We already can't feed a large percentage of the planet. If a large percentage of farmable land is lost to sea level rise (won't take much) and also a large population displaced by the same (a HUGE percentage of people live within 10 miles of a coast or estuary), we're screwed. It will mean less food, less land to grow food, more displaced people, less fresh water, fewer fisheries, etc. We can't solve a single one of these problems today. What evidence do you have we could solve it tomorrow, when conditions will be exponentially less favorable?
For instance, something like 1/3 of the population survives on glacial water. It's disappearing faster than predicted. There's simply no technology to solve that problem, even desalination doesn't work to get water into Nepal. People seem to like water and keeping their insides moist, how would you suggest we placate them?

bcglorf said:

Slow down on the we need to panic soon or we are even too late for panic.
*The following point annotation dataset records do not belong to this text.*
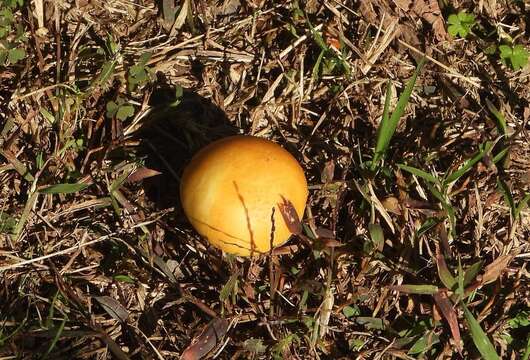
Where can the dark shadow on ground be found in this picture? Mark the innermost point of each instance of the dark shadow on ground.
(180, 123)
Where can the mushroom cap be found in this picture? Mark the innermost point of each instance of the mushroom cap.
(231, 189)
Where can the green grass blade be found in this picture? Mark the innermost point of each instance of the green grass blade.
(500, 155)
(445, 204)
(386, 108)
(64, 188)
(521, 206)
(507, 194)
(415, 289)
(387, 128)
(469, 164)
(55, 339)
(526, 355)
(25, 214)
(471, 272)
(420, 173)
(481, 340)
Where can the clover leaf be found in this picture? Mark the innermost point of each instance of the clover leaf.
(460, 24)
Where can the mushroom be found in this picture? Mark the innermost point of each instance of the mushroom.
(231, 191)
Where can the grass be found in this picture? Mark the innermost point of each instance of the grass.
(414, 244)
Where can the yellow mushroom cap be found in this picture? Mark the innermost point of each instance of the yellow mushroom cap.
(230, 188)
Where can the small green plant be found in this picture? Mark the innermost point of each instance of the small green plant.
(515, 56)
(119, 109)
(460, 24)
(139, 73)
(12, 37)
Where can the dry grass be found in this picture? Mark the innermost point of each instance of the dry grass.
(109, 267)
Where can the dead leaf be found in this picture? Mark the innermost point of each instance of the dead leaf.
(446, 308)
(230, 7)
(430, 11)
(207, 340)
(142, 173)
(495, 269)
(290, 216)
(403, 4)
(113, 307)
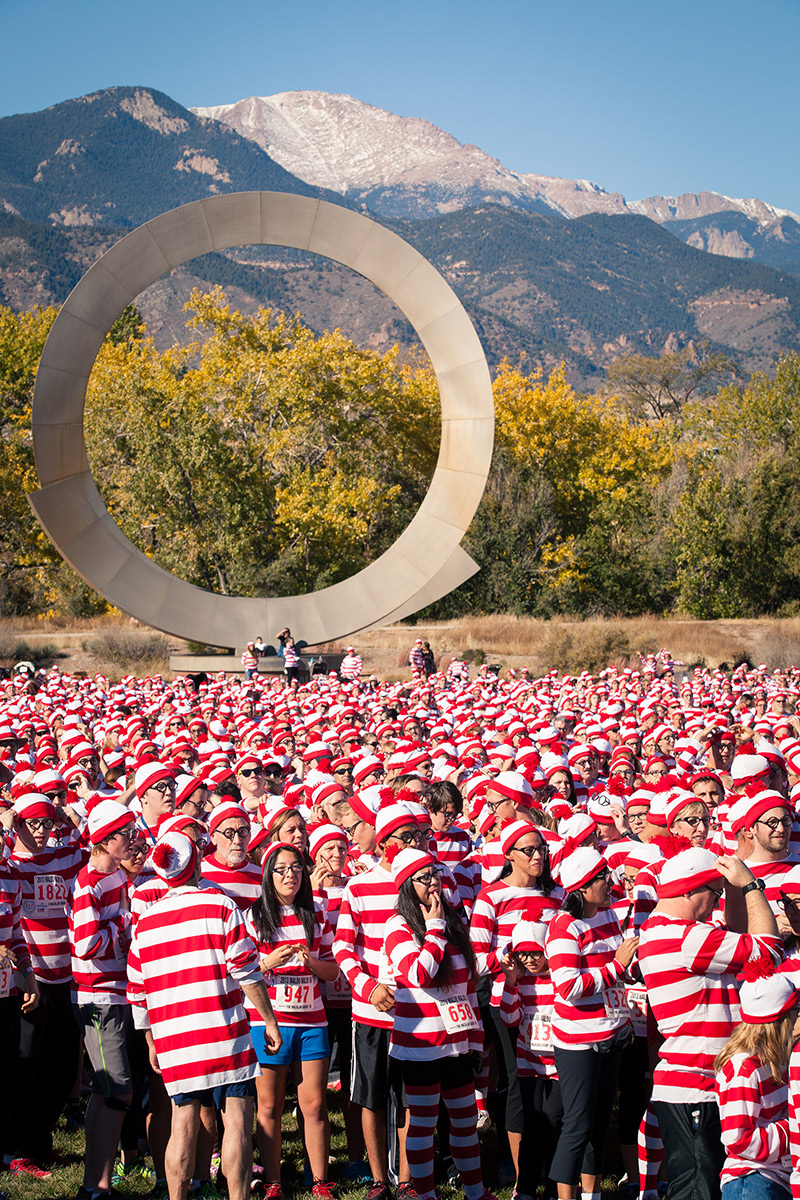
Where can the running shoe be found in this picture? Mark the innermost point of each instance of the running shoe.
(358, 1171)
(208, 1191)
(379, 1191)
(136, 1171)
(29, 1168)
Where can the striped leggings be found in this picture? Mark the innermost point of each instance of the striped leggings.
(423, 1113)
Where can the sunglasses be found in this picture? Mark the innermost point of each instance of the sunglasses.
(407, 838)
(40, 826)
(241, 834)
(529, 851)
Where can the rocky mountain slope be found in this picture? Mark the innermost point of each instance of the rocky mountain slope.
(74, 178)
(398, 166)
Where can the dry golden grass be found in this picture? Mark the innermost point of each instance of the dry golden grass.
(569, 646)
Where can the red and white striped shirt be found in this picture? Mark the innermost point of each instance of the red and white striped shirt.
(690, 972)
(336, 993)
(11, 934)
(100, 925)
(773, 874)
(421, 1006)
(498, 910)
(794, 1121)
(753, 1113)
(294, 989)
(46, 880)
(590, 999)
(241, 883)
(188, 957)
(528, 1005)
(367, 906)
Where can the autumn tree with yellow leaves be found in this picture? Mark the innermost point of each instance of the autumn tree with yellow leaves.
(264, 459)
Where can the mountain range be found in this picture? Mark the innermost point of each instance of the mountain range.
(407, 167)
(558, 269)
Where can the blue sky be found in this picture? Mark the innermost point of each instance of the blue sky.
(642, 97)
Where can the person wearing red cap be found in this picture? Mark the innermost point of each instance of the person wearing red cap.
(763, 826)
(589, 963)
(524, 891)
(437, 1032)
(690, 967)
(228, 867)
(100, 923)
(294, 941)
(13, 958)
(49, 1044)
(155, 789)
(191, 954)
(752, 1090)
(527, 1005)
(367, 906)
(251, 780)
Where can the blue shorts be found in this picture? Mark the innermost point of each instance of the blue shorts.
(301, 1043)
(215, 1097)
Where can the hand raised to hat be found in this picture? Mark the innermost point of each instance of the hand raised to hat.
(734, 871)
(626, 951)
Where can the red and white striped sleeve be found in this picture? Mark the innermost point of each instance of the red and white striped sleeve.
(414, 965)
(753, 1114)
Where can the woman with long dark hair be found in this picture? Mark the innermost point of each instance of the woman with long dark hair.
(295, 943)
(437, 1032)
(591, 1024)
(525, 891)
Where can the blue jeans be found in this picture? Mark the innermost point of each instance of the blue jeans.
(755, 1187)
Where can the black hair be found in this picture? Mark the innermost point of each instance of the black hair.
(410, 910)
(266, 910)
(228, 789)
(441, 793)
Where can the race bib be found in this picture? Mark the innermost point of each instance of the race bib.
(615, 1001)
(637, 1002)
(338, 988)
(293, 994)
(457, 1013)
(49, 897)
(536, 1031)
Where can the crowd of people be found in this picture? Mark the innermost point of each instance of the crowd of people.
(548, 907)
The IPCC estimates through to the year 2100 do not show unmanageable changes. We can adapt to the temperature and sea level changes expected. More over, that is based on today's technology. We are talking nearly a hundred years in the future. 100 years ago cars, planes, refrigerators, spaces ships and nuclear weapons were all yet to be discovered or known to the public. Problems like putting a man on the moon or travelling the globe in hours seemed insurmountable then. They are done and a matter of course to us today.

Apologies, but with all due respect panic hardly seems called for over a temperature and sea level increase we can handle currently pending on us in a hundred years. Something tells me it'll give the people then with hundred years of advances more if a laugh than a burden.